Alexandria EE — Day-2 Operations Runbook

Backup and Restore (Postgres)

Backup

Alexandria EE stores all persistent state in Postgres. Back up using pg_dump:

# Logical dump (recommended — portable, schema-aware)
pg_dump \
  -h pg.internal \
  -U alex \
  -d alexandria \
  --format=custom \
  --compress=9 \
  --file=alexandria-$(date +%Y%m%d-%H%M%S).dump

# Verify the dump is readable
pg_restore --list alexandria-*.dump | head -20

Schedule this as a cron job or use your cloud provider's managed Postgres backup feature (Cloud SQL automated backups, RDS snapshots).

Restore

# 1. Terminate API connections to the database
kubectl scale deployment alexandria-ee -n alexandria --replicas=0
# (or stop the alexandria-api systemd unit on Quadlet hosts)
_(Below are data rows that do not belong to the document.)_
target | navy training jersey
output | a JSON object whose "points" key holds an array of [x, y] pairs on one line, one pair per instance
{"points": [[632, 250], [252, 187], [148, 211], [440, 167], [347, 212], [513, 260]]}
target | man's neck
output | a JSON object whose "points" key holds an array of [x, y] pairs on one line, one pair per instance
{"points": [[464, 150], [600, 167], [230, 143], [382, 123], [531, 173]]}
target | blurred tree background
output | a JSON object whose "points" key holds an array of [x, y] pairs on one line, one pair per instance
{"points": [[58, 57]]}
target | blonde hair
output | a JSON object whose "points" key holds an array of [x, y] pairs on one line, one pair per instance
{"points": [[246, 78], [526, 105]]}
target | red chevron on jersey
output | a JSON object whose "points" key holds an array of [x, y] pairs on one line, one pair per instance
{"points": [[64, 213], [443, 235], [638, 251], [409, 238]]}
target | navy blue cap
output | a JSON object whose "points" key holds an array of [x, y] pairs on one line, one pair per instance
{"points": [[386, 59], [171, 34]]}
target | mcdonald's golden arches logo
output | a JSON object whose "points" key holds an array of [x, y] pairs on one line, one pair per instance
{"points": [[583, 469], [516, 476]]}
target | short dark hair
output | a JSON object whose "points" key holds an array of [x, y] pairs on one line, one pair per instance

# 2. Drop and recreate the database (for a clean restore)
psql -h pg.internal -U postgres -c "DROP DATABASE IF EXISTS alexandria;"
psql -h pg.internal -U postgres -c "CREATE DATABASE alexandria OWNER alex;"

# 3. Restore the dump
pg_restore \
  -h pg.internal \
  -U alex \
  -d alexandria \
  --no-owner \
  --role=alex \
  alexandria-20260506-120000.dump

# 4. Restart the API — it will re-apply any schema migrations newer than the dump
kubectl scale deployment alexandria-ee -n alexandria --replicas=1
kubectl rollout status deployment/alexandria-ee -n alexandria

Monitoring

Prometheus Metrics

Enable the metrics endpoint in values.yaml:

metrics:
  enabled: true
  serviceMonitor:
    enabled: true     # requires Prometheus Operator
    interval: "30s"

Key metrics exposed at GET /metrics:

Metric	Type	Description
`alexandria_http_requests_total`	Counter	HTTP requests by method, path, status
`alexandria_http_request_duration_seconds`	Histogram	Request latency by method, path
`cache_hit_total`	Counter	Cache hits by backend (inmem/redis/memcached)
`cache_miss_total`	Counter	Cache misses by backend
`cache_duration_ms`	Histogram	Round-trip cache latency by backend and operation

Sample PrometheusRule Alerts

The chart ships a PrometheusRule template (enabled by metrics.prometheusRule.enabled=true) with the following alerts. Enable with:

metrics:
  enabled: true
  prometheusRule:
    enabled: true

Included alerts:

AlexandriaHighErrorRate — fires when 5xx rate > 5% over 5 minutes.
AlexandriaAPIDown — fires when no successful /ready scrape for 2 minutes.
AlexandriaHighLatency — fires when P99 request latency > 5 seconds over 5 minutes.
AlexandriaCacheHitRateLow — fires when Memcached hit rate < 50% over 10 minutes (only meaningful with memcached_cache entitlement).

Grafana

If using the OTel LGTM stack (otel.enabled=true), Grafana is available at port 3000 on the otel-lgtm service. The Prometheus data source is auto-configured. Import the Alexandria dashboard from k8s/o11y/ if present.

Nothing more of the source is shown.